Investigators for the FBI have scoured hundreds of hours of video and interviewed more than 900 people so far in the pipe-bomb case. They’re reportedly studying the way the person walks in the camera footage, hoping to find a suspect match through gait analysis. But they’ve made little progress, and they’re asking members of the public for help. “We’re still nose to the grindstone here and trying to find this individual, trying to bring the person to justice,” Steven D’Antuono, the assistant director of the FBI’s D.C. field office, told the Associated Press this week. “But there is hopefully maybe somebody still out there that knows the person or sees the video again.”
[Michael Paradis: Treat the attack on the Capitol as terrorism]
In many cases involving homemade bombs, investigators can identify an attacker by tracing where the bomb’s pieces were purchased or acquired.
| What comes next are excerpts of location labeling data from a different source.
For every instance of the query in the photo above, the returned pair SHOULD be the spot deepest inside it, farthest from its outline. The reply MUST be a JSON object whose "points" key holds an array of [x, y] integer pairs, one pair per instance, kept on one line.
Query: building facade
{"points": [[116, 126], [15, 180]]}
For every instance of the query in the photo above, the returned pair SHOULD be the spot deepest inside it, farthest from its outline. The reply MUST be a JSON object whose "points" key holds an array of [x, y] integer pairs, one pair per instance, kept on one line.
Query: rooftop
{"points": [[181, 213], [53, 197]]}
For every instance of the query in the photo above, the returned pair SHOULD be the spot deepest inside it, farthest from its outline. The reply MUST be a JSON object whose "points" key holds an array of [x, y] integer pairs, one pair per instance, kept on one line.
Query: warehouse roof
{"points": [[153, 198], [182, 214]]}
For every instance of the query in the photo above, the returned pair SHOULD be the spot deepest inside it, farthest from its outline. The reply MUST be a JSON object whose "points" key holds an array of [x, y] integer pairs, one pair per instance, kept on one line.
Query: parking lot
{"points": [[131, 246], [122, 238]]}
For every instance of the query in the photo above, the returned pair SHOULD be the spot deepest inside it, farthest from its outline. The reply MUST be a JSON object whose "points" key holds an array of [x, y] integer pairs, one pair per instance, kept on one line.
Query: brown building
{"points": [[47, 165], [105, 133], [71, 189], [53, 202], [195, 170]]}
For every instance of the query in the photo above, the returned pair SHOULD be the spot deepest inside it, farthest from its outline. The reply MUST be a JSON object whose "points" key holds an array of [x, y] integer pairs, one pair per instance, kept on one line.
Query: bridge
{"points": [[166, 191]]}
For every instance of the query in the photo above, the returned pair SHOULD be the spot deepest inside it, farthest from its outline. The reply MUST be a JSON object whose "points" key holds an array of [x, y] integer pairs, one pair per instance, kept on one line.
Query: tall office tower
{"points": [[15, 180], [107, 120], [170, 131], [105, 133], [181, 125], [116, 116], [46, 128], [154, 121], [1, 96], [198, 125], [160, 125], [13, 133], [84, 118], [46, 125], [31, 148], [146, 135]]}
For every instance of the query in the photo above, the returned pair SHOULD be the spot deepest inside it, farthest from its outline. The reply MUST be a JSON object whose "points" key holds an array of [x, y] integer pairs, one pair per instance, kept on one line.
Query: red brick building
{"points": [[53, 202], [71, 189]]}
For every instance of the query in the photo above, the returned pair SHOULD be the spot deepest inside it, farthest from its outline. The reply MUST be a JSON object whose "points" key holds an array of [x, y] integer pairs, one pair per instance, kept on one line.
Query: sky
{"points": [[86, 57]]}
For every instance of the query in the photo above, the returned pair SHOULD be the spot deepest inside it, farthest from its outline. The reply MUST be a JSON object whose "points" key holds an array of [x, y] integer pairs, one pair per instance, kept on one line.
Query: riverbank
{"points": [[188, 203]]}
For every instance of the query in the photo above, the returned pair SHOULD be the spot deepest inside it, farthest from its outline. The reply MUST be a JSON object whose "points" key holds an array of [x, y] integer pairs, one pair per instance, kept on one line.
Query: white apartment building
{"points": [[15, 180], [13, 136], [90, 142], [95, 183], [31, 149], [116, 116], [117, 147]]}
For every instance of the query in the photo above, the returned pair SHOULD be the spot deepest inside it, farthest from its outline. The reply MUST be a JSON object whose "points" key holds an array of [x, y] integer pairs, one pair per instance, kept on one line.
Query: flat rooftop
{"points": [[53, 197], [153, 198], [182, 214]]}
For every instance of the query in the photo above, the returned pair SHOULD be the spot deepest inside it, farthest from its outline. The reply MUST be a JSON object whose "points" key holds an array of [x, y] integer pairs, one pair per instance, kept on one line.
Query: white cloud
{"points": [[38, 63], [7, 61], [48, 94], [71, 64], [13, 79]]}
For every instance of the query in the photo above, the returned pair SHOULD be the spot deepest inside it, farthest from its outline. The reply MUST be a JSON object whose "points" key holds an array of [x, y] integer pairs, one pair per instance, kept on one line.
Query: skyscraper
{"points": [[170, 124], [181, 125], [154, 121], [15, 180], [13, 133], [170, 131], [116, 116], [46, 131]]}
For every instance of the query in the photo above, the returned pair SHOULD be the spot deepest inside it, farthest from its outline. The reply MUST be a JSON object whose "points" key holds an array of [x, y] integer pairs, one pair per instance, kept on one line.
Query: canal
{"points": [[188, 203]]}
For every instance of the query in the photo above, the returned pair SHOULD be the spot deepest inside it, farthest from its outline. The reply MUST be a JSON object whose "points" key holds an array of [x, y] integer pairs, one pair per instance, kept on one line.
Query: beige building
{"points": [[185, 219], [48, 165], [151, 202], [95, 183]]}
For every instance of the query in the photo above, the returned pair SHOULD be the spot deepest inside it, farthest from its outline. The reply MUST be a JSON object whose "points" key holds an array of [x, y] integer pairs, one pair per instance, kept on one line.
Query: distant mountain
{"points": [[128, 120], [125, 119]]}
But sometimes there aren’t many clues. “When I look at the news reports of this pipe bomber, [authorities] are focused on the gait of the individual. That tells me that they don’t have a lot of info on the bomb itself and how it was constructed,” says Lis Wiehl, a former prosecutor and the author of Hunting the Unabomber: The FBI, Ted Kaczynski, and the Capture of America’s Most Notorious Domestic Terrorist. A year might sound like a long time for a manhunt. But when “the bomb itself doesn’t give them the clues they need, a year is not that much,” Wiehl told me.
Domestic terrorists have eluded American authorities before. In the weeks after September 11, 2001, a string of attacks involving anthrax killed five Americans. The FBI struggled for years to find the perpetrator. It took even longer—17 years—to track down the Unabomber in his remote cabin in Montana. The cases are different in an obvious way: The Capitol Hill pipe bombs didn’t actually hurt anyone, while Kaczynski’s explosives killed three people and injured two dozen more over two decades. Kaczynski was so hard to find, in part, because his bombs were made from scrap materials and were difficult to trace. But the Unabomber wasn’t successful at first either. “His bombs weren’t all that good. But he perfected his work, and they started going off and killing people,” Wiehl said. Because the Capitol Hill bomber wasn’t successful, they received much less attention than either the Unabomber or the anthrax attacker. But Wiehl wouldn’t be surprised if the pipe bomber tries again. “Usually in cases like this, they’re trying to send a message through killing people,” she said. “Because it wasn’t successful and they weren’t apprehended, you can bet they’re thinking about doing it again—and doing it better.”